Validation is not enough

(33)

Discussion

◼ How to improve identification of links between

artifacts?

▪ Collaborative filtering: e.g.

▪ High priority of newsgroup articles posted by developers

▪ User modeling

▪ Remember / reuse recommendations

▪ Anything else?

◼ How to validate a tool such as Hipikat?

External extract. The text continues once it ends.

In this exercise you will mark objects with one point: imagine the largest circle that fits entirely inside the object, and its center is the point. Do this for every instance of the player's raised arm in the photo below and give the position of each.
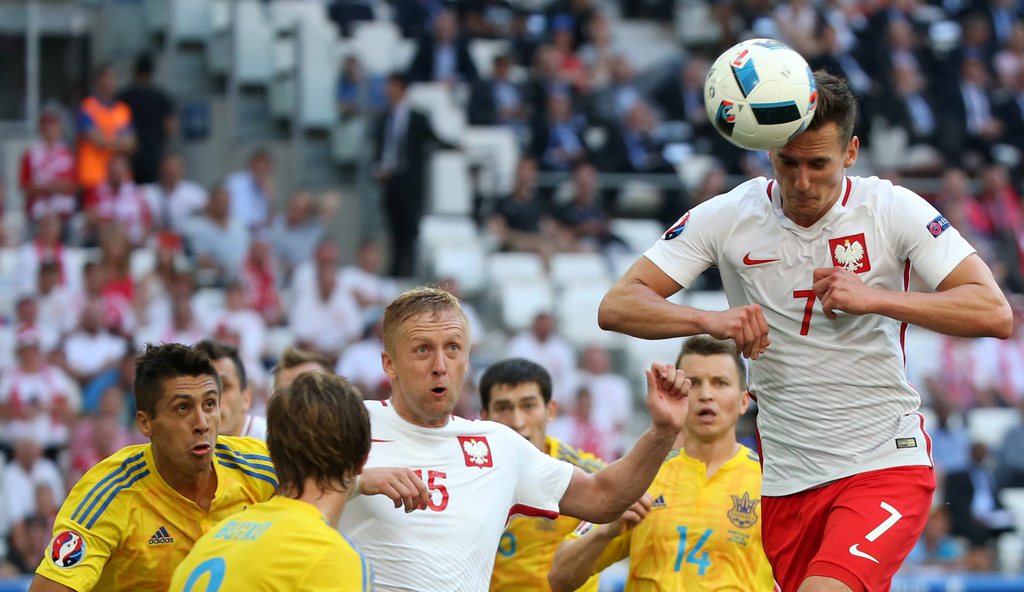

▪ Measure performance (precision, recall…)

▪ User study

(34)
(35)

Discussion

Lessons from validation

▪ Good for finding a similar bug fix

▪ Required to evaluate code and understand how it works

▪ The quality and the number of recommended items

(36)

Discussion

Eclipse

▪ A rich history of project artifacts is available

▪ Similar development process with other open source projects

(37)

Discussion

Accuracy

▪ Approximativeness ▪ Inference algorithms ▪ Recommendations ◼

Beyond search

▪ Search of limited functionality on eclipse.org

▪ The high amount of noise

▪ What to search?

(38)

Discussion

Role of Task

Collaborative filtering and user modeling

▪ Hipikat: content-based

▪ Collaborative-based techniques

▪ Enhance link identification

▪ E.g. newsgroup postings from authoritative sources

▪ Refined schema-based selection

References

Related documents

Configuration items include at least the following: safety analysis and requirements; software specification and design documents; software source code modules; test plans and

Should we look back to the preliminary analysis in section 2.3 we briefly mention that the studied ASP.NET project used a script for copying the source code files (for this project

activity (resp. design activity) as it is proposed in the Unified Process, then retro- engineering the design (resp. the code) of a project performed last year

The development in a project like Freenet entails intense discussions on the software development e-mail list and the ongoing authoring and submission of source code as shown by

Figure 3: Single Java class to be generated It is now the task of the students to analyse the source code for parts that represent recurrent concepts for all classes and,

Typically, the source code for each module for be stored in its own file-say, files A, B If a programmer develops an alternative design that requires changes to several modules,

KEYWORDS: Functional Safety, ISO 26262, Model-Based Design, Reference Workflow, Verification and Validation of Models and Generated Code, Simulink, Embedded Coder,

a.  MANIFEST folder Groovy code used for User Interface logic b.  doc folder Location of generated APP documentation c.